Al mismo tiempo nos hace pensar, ¿cuál es la diferencia entre los seres humanos y los animales? Algunos dicen que nosotros como personas somos "animales racionales." Como seres humanos tenemos uso de la razón y la capacidad intelectual; como personas somos educados y civilizados y no bestias. 

 

En la parábola de hoy sobre el hombre rico y Lázaro, el pobre, es el rico que tiene los medios, la riqueza y obviamente la educación formal. Sin embargo, el rico actúa en una forma bruta faltando la verdadera humanidad, pues actúa en una manera que carece de caridad. 

 

El hombre rico se había acostumbrado al sufrimiento y la pobreza de Lázaro, pues el hombre privilegiado se había acostumbrado a una vida lujosa. El rico tenía los medios para mejorar la situación de Lázaro en la tierra y en vida, pero tristemente no hizo nada.

 

Para él, su vecino mendigo era invisible y se había convertido en parte del paisaje, como aspecto del ambiente que rodeaba su casa. La presencia del prójimo cubierto de llagas y muriendo de hambre ya no llamó la atención del hombre rico.

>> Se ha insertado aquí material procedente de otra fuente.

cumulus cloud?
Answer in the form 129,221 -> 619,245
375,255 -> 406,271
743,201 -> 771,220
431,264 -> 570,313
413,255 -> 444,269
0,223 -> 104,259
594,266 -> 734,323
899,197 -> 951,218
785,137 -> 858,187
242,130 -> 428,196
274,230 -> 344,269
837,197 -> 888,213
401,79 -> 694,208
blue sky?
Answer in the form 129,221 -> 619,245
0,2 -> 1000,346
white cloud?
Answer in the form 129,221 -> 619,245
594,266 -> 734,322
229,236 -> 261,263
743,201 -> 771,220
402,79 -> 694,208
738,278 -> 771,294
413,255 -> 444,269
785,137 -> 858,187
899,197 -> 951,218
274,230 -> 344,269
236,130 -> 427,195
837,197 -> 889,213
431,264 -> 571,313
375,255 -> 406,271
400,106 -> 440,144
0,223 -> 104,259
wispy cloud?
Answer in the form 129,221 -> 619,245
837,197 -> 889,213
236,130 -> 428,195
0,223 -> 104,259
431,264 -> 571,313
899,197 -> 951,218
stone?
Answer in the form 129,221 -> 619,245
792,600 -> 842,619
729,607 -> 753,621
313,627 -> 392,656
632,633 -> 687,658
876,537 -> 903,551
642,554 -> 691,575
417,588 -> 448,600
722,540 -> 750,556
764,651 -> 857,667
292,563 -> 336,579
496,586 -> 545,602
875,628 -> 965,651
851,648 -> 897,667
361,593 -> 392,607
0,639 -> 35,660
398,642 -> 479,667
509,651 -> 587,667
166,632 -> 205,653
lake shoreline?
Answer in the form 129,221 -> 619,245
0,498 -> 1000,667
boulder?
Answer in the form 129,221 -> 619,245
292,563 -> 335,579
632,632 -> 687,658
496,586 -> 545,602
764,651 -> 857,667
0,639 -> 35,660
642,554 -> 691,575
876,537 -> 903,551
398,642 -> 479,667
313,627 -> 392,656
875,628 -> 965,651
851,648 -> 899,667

Solo cuando estaba agonizando en el infierno es cuando el hombre rico se acordó de Lázaro y de colmo, para pedirle un favor o mandarlo a servir su necesidad de conseguir un alivio en medio de su tormento. 

 

La parábola nos enseña que no basta la capacidad intelectual y tener recursos bajo su dominio para que sea un ser humano; es el amor que hace la diferencia entre personas y bestias, entre personas y brutos. Es el amor que nos hace ver más allá de nuestras propias necesidades e intereses a reconocer el sufrimiento ajeno como nuestra responsabilidad moral y a superar la indiferencia ante la mala fortuna o la desdicha de otras personas.

 

Es el amor que nos hace ver a las personas vulnerables y excluidas y tratadas como invisible por la sociedad y reconocerles como hermanos y hermanas en Cristo.